Put a SOC in It: What Storage Administrators Need to Know about Security Operation Center Integration

- by Eric Herzog, Expert in Data Protection

Storage admins know the deal. As soon as the security team gets a notification at the first sign of a possible cyberattack, a phone call is made to the storage admin, as part of reactive efforts to protect the enterprise’s mission and business-critical data. Precious minutes and seconds tick by, as this hand-off transpires. The storage admin has to stop what he is doing, shift gears, and focus on the fact that a cyberattack could be underway.

A storage admin needs to ask the right questions and be laser-focused on the optimal outcome, safeguarding the data, which is the lifeblood of all enterprises today. Will the response be fast enough to take a snapshot of all the data, so it can be recovered rapidly after a ransomware attack or other type of malware attack? The security of the data infrastructure is hanging in the balance. How can the rapid recovery of a known good copy of data be ensured?

Without an automated process to capture immutable snapshots of the data before it gets encrypted, corrupted or taken hostage through a ransomware attack, the reaction is, in all likelihood, too cumbersome – indeed, too slow. The attack happens so fast that the loss of even seconds can make a significant difference in whether the enterprise can resist, withstand and recover from the cyberattack. Instead of being the hero, the storage admin could be seen as also-ran in the aftermath of a security incident.

What can be done differently?

Integration of automated, cyber storage capabilities into your Security Operation Centers (SOCs) is the way for more dynamic cyber resilience of the storage infrastructure, as well as the entire data center. Storage admins may need a new appreciation and a deeper understanding of SOCs and how being tied into them can help immensely on the storage front in the midst of the inevitable cyberattack.

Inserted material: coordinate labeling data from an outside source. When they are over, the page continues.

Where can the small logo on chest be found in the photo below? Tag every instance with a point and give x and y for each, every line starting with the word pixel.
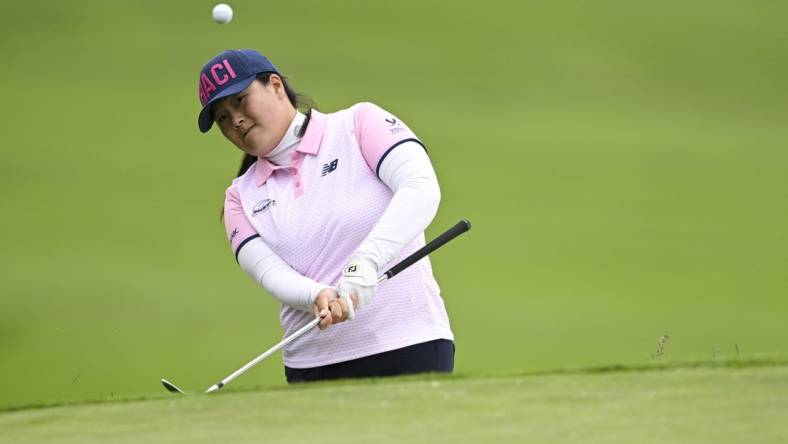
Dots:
pixel 329 167
pixel 262 206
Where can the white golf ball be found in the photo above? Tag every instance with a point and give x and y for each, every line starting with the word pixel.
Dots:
pixel 222 13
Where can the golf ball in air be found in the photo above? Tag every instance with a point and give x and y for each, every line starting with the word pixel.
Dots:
pixel 222 13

A SOC is designed to make sure an enterprise has the most coordinated and effective capabilities for threat detection and response, as well as prevention. Storage needs to be tightly integrated into a SOC strategy because the SOC really does unify all the cybersecurity technologies, including the emergence of cyber resilience tech. Think of it as a form of orchestration! And now, due to new technological innovation, cyber resilient storage capabilities can help reduce the threat window.

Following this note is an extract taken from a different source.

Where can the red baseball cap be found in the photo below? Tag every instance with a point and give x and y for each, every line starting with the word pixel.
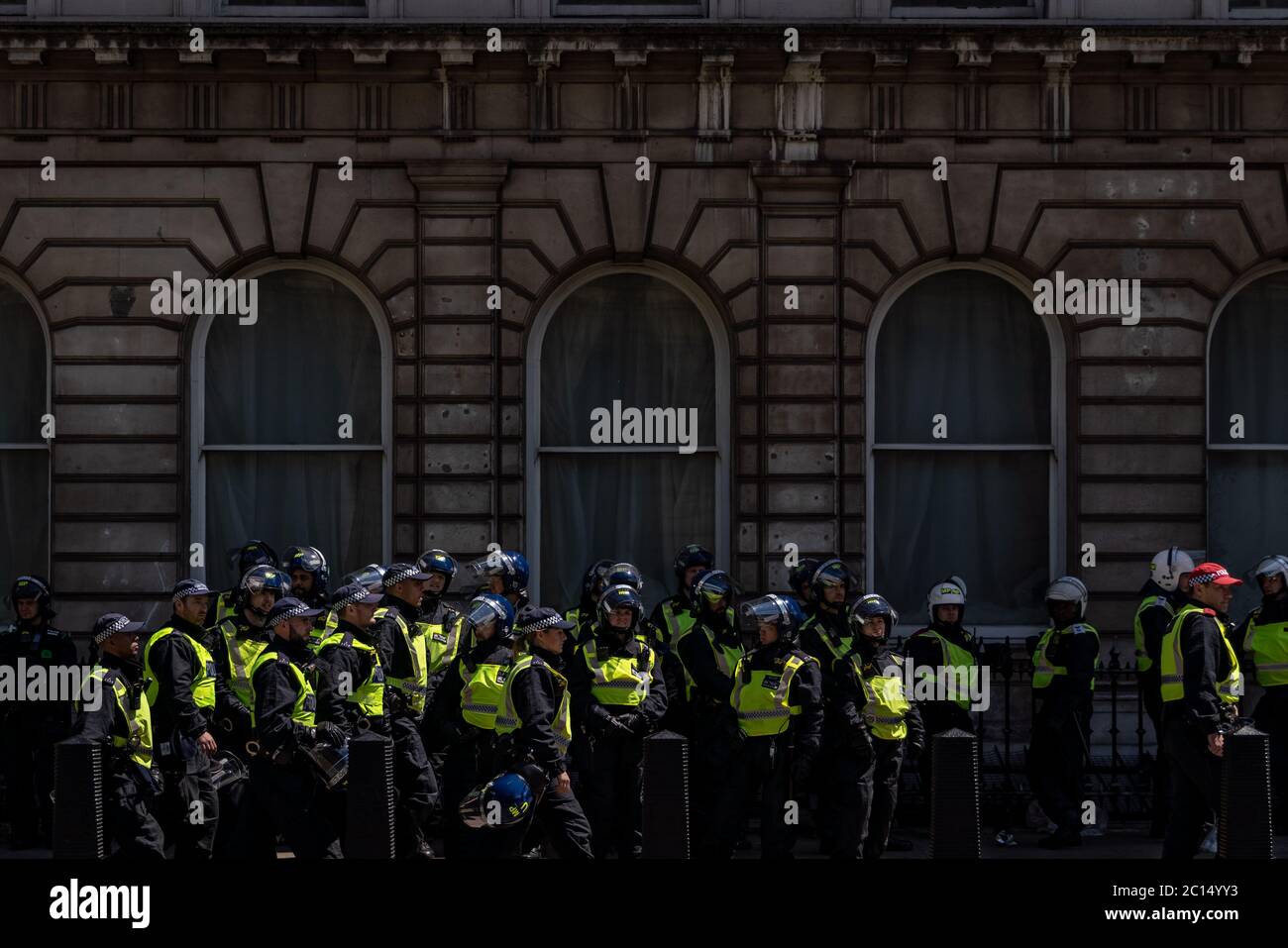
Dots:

As most IT professionals know, a SOC is dedicated to monitoring the enterprise’s entire IT infrastructure – and they do it seven days week, 24 hours a day, 365 days a year. It is supposed to detect and respond to any security-related incident in real-time. IT is continually analyzing threat data.

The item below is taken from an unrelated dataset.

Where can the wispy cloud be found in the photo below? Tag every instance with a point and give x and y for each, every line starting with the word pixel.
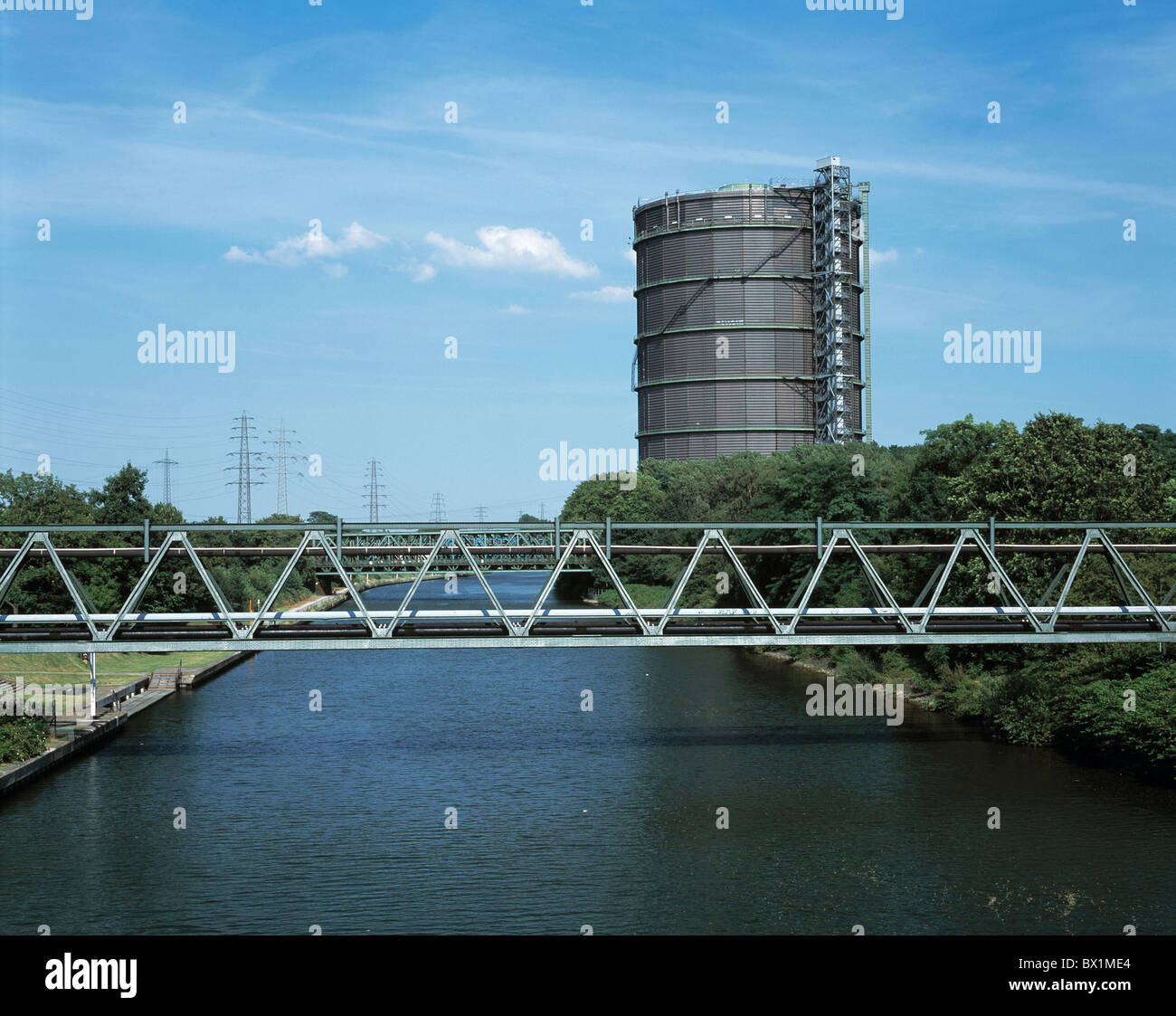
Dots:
pixel 313 246
pixel 525 250
pixel 606 294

What if a trigger can be defined for cyber storage to proactively take action based on a security incident?

An enterprise’s security team can put all its information from security operations through an enterprise storage intelligence grid to create the most sensitive triggers that often get missed by existing technologies and techniques. IT solution providers have identified this ability to automate data snapshot commands and data pathways as critical to early detection and worry-free cyber recovery that minimizes the effects of even the most vicious and deceptive cyberattacks of malicious actors.

Your enterprise needs automated cyber protection, utilizing triggers that security teams define based on security incidents, even barely detectable aberrations that require a deep scanning of the cyber infrastructure.

You need a cyber storage capability that orchestrates the automatic taking of immutable snapshots of data, at the speed of compute, to stay ahead of cyberattacks by creating a cyber realm to cut off the proliferation of data corruption.

Further, you need an automated cyber protection solution that easily integrates into SOC environments to add a powerful cybersecurity capability to an infosec’s team’s toolbox in the security infrastructure. It enables more dynamic monitoring that speeds up response to the start of a cyber issue and enables a “handshake” between monitoring for security incidents (the event) and expressing the fabric of core storage – the data (the outcome).

This integration of cyber resilient storage into SOC extends the thinking beyond traditional storage to span the layers of cyber infrastructure that need to be reshaped for today’s emerging cyberattack vectors and more sophisticated AI-driven infiltration designed to inflict harm to enterprises. It’s time for storage to put a SOC into it.